Recurrent Connections Improve Neural Network Models of Vision
When light hits the retina, it sets off a chain reaction of neural activity that travels through many brain areas. This complex processing stream is responsible for everything vision can do, including recognizing objects and taking in scenes. In the past several years, neuroscientists have demonstrated how convolutional neural networks — models frequently used in the fields of computer vision and artificial intelligence — capture many properties of the visual system in the brain. James DiCarlo, a neuroscientist at the Massachusetts Institute of Technology and an investigator with the Simons Collaboration on the Global Brain, uses these models to dissect how vision works. Two new papers from his lab demonstrate how convolutional neural networks can enhance both our understanding of the visual system and our ability to control it.
In convolutional neural networks, information usually flows in a feed-forward way from the bottom up. An image is put into the network and processed through a series of layers, which eventually produce a useful output, such as the name of the object in the image. The brain has both a feed-forward structure and recurrent pathways: Information can get sent back from one area to a previous one or echo around the same area multiple times. Studies suggest this extra processing helps the brain interpret challenging visual information, such as objects that are occluded or viewed from unusual angles.
The first study, published in Nature Neuroscience in April, expands on this hypothesis. First author Kohitij Kar and collaborators found images that are difficult for a feed-forward model to classify but easy for humans and monkeys to interpret, although they take slightly longer to classify these challenging images than normal ones. This delay suggests that some recurrent processing is involved. The researchers then looked at how neural activity in the monkey’s brain evolves as these images are processed. A benefit of convolutional neural networks is that the response of different layers in the model can be used to predict the response of neurons in different brain areas. Kar and collaborators found that the feed-forward model predicts the activity of neurons fairly well at early stages (up to 0.1 second into the response) but struggles at later time points.

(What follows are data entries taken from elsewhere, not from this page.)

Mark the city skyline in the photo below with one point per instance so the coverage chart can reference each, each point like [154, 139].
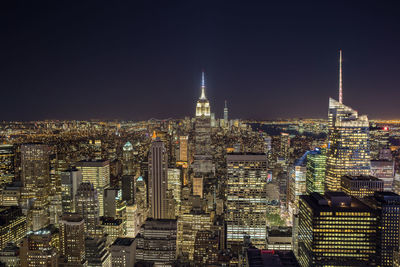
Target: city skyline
[136, 62]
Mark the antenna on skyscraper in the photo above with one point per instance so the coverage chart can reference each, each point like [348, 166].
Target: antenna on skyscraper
[203, 86]
[340, 78]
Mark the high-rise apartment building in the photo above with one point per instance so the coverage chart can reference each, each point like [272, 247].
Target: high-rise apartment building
[284, 146]
[123, 252]
[158, 179]
[336, 230]
[87, 205]
[128, 159]
[202, 157]
[246, 198]
[156, 242]
[348, 148]
[12, 225]
[226, 113]
[183, 148]
[296, 186]
[189, 224]
[361, 186]
[387, 206]
[35, 175]
[128, 187]
[98, 173]
[97, 253]
[70, 181]
[316, 168]
[40, 248]
[175, 187]
[7, 164]
[72, 239]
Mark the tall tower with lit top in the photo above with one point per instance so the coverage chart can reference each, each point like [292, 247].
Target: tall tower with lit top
[202, 157]
[348, 141]
[203, 105]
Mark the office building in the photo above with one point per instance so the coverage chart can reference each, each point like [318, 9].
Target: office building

When a convolutional neural network is not performing well, researchers in computer vision tend to add more layers to it, making it ‘deeper.’ The DiCarlo lab tested whether such deeper networks could better predict neural responses to their challenging images, under the assumption that a network with more layers, which compute over space, resemble recurrent pathways, which compute over time. These deeper networks were indeed better than the shallower model at predicting neural activity at later time points. Finally, the authors added recurrent connections to the structure of their original model and found that responses at later time points in the model better matched later time points in the data. Specifically, when recurrent connections were added to this ‘shallower’ network, it predicted neural activity as well as the deeper model did. Overall, this work strongly suggests that recurrent processing is an important contributor to computation in the visual system.

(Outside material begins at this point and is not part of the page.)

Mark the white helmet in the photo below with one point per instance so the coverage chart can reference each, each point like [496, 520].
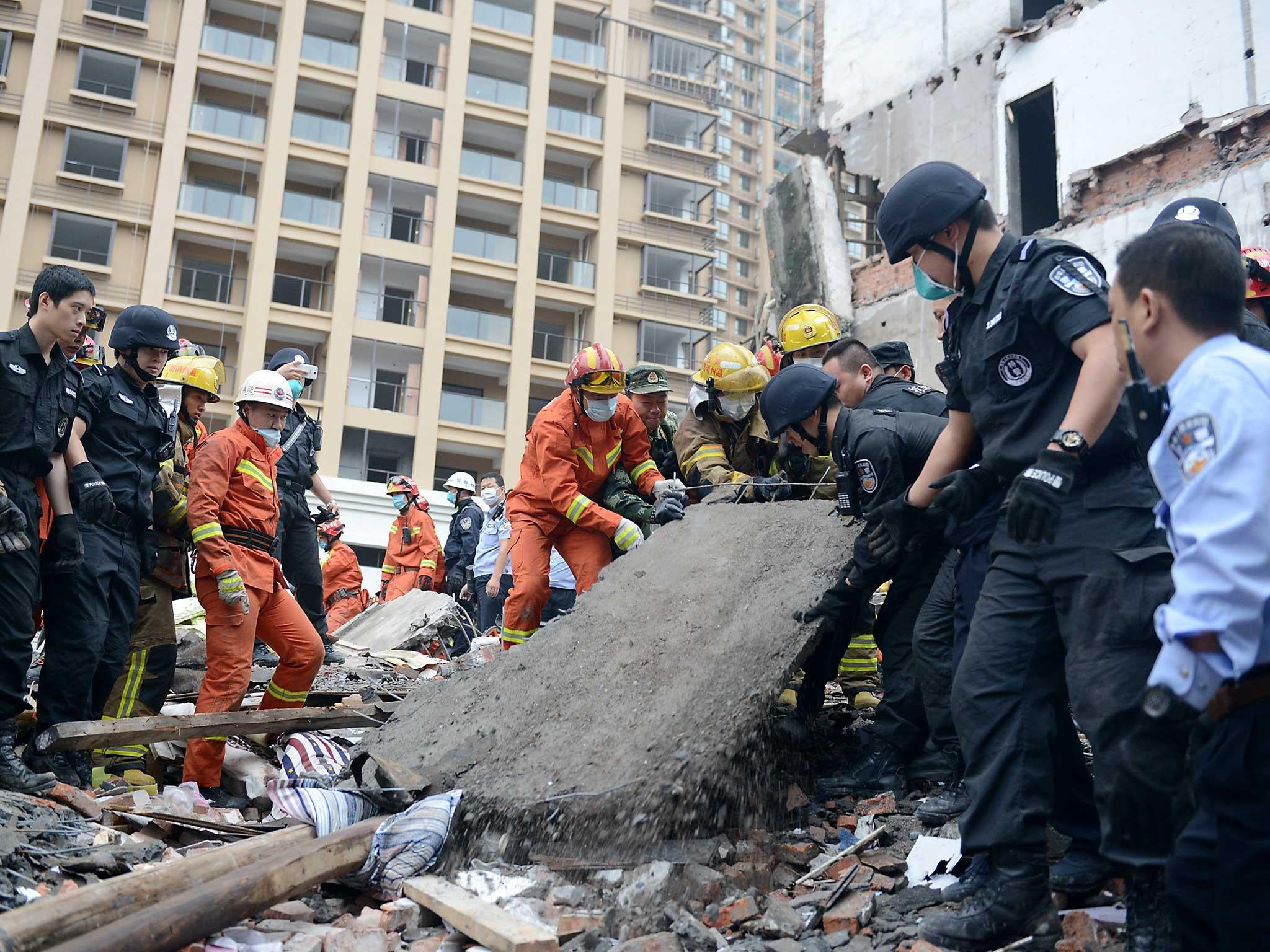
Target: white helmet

In the second study, published in Science in May, convolutional neural networks were used not just to predict the firing of neurons in the visual system but to control it. Scientists have tried for many decades to discover what kinds of images are best able to trigger neurons in the visual system. Common images for visual area V4, for example, include curved lines and abstract shapes. In this study, first authors Pouya Bashivan and Kar wanted to see if they could design images that would drive the activity of these V4 neurons more strongly than existing images do. To achieve this, they effectively ran their model in reverse: Rather than putting in an image and getting a prediction of neural activity, they put in the desired neural activity and got an image as the output.
The resulting images contained patches of repeating textures and were in fact able to drive neurons to fire at a rate 39 percent higher than the highest firing rate observed in response to regular images. In addition to pushing individual neurons to their extremes, the authors also explored ways of controlling multiple neurons at once. They produced images that drove one neuron’s activity up and others’ down, providing a noninvasive means of controlling neural activity. The fact that these models can create images that successfully drive neurons in the brain bolsters their suitability as models of biological vision.
When neuroscientists previously tried to find images that require recurrent processing or patterns that can drive neurons strongly, they had to rely on assumptions and clever guesses about what matters to the visual system. Convolutional neural networks, which in the words of the authors in the second study are “unconstrained by human intuition and the limits of human language,” can better achieve these goals. This attribute will make them important tools for visual neuroscience.